CNBCはこの日の午後、現在のS&P500採用銘柄の58%となる295銘柄が、52週の高値から10%以上下落し、調整ないし弱気相場の領域に入ったと報じた。この中で、ティファニー、マイケル・コース、ウェルズ・ファーゴ、シティ、アマゾン、アルファベットなど、172の銘柄は高値から10〜20%下げ、調整領域に入った。また直近の高値から20%下落したインテル、フェイスブック、ツイッター、フォード、GM、GE、アメリカン航空など123の銘柄は弱気相場に入ったとされる。
ウォール・ストリート・ジャーナルは国債収益率の急上昇とインフレのシグナルが、企業の利益幅縮小の憂慮を呼び起こし、この10年間の超低金利時代の恩恵を受けて来た企業株価を大きく落としたと分析している。

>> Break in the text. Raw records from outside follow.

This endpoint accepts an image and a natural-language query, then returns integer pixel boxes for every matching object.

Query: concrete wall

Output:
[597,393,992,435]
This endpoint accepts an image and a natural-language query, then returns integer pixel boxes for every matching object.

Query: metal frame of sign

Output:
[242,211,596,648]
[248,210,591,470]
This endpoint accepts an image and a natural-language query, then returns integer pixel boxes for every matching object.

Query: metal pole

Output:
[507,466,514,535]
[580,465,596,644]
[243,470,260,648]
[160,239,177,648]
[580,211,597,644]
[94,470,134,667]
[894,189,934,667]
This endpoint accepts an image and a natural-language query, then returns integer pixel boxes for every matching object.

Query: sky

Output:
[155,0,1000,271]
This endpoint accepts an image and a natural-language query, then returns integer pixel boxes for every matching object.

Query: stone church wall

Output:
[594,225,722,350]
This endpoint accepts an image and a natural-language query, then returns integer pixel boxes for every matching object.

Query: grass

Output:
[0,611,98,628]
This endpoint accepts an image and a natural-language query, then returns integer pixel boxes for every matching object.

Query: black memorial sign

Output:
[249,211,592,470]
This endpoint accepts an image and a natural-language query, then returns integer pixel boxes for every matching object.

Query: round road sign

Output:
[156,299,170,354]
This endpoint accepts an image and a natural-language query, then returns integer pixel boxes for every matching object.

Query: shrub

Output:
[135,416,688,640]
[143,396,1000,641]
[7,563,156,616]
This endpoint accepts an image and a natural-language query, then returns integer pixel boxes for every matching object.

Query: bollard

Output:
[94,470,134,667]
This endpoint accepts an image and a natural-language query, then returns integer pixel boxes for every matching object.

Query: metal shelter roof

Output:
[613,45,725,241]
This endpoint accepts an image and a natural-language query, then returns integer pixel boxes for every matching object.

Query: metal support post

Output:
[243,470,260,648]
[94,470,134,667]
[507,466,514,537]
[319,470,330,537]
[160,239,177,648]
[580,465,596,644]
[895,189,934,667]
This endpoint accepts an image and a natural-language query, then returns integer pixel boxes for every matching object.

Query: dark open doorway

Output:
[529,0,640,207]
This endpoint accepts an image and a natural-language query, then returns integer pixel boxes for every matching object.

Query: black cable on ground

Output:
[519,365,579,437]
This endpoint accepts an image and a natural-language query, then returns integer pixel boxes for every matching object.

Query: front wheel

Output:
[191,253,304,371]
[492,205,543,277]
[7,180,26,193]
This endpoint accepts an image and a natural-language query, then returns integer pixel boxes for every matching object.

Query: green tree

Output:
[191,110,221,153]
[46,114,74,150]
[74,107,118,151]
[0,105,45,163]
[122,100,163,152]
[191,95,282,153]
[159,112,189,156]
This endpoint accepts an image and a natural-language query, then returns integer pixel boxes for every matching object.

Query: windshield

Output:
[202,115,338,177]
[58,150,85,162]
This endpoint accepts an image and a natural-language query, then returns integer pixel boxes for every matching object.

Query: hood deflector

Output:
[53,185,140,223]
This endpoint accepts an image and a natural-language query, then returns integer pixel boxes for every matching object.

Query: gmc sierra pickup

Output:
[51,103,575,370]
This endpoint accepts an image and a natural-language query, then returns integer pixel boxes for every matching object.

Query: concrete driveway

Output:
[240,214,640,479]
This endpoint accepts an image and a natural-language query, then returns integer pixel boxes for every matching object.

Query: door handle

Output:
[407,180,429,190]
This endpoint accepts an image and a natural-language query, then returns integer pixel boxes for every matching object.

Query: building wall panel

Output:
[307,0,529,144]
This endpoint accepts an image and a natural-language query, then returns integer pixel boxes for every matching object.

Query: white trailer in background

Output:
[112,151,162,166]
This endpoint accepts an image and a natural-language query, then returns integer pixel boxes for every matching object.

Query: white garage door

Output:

10年満期国債の収益率は前日の3.208%から、3.231%に上昇している。しかし取引の後半で株価の下げ幅が大きくなると、収益率も上げ幅を打ち消して小幅の下落となった。多数のファンドマネージャーとアナリストは、国債収益率が更に急上昇すると、企業が第3四半期決算発表で2桁の収益増加を発表したとしても、株式市場は引き続き苦痛を経験するとみている。
1280億ドルの資産を運用するQMAの専任ポートフォリオ・マネージャーであるエド・キャンベル氏は、ウォール・ストリート・ジャーナルに「国債収益率の動きの速さが株式市場を不安にさせている。そして現金と債権の金利上昇が株式により大きな競争になっている」と語った。
米投資銀行ゴールドマン・サックスによると、多数のミューチュアルファンドとヘッジファンドは既にハイテク銘柄のポートフォリオを減らし、医療サービスや経済環境の変動に対処出来ると思われる銘柄への投資を増やし始めている。しかし大型の資産運用会社と零細個人投資家にとってハイテク銘柄は、未だに最も人気のある銘柄のひとつとされている。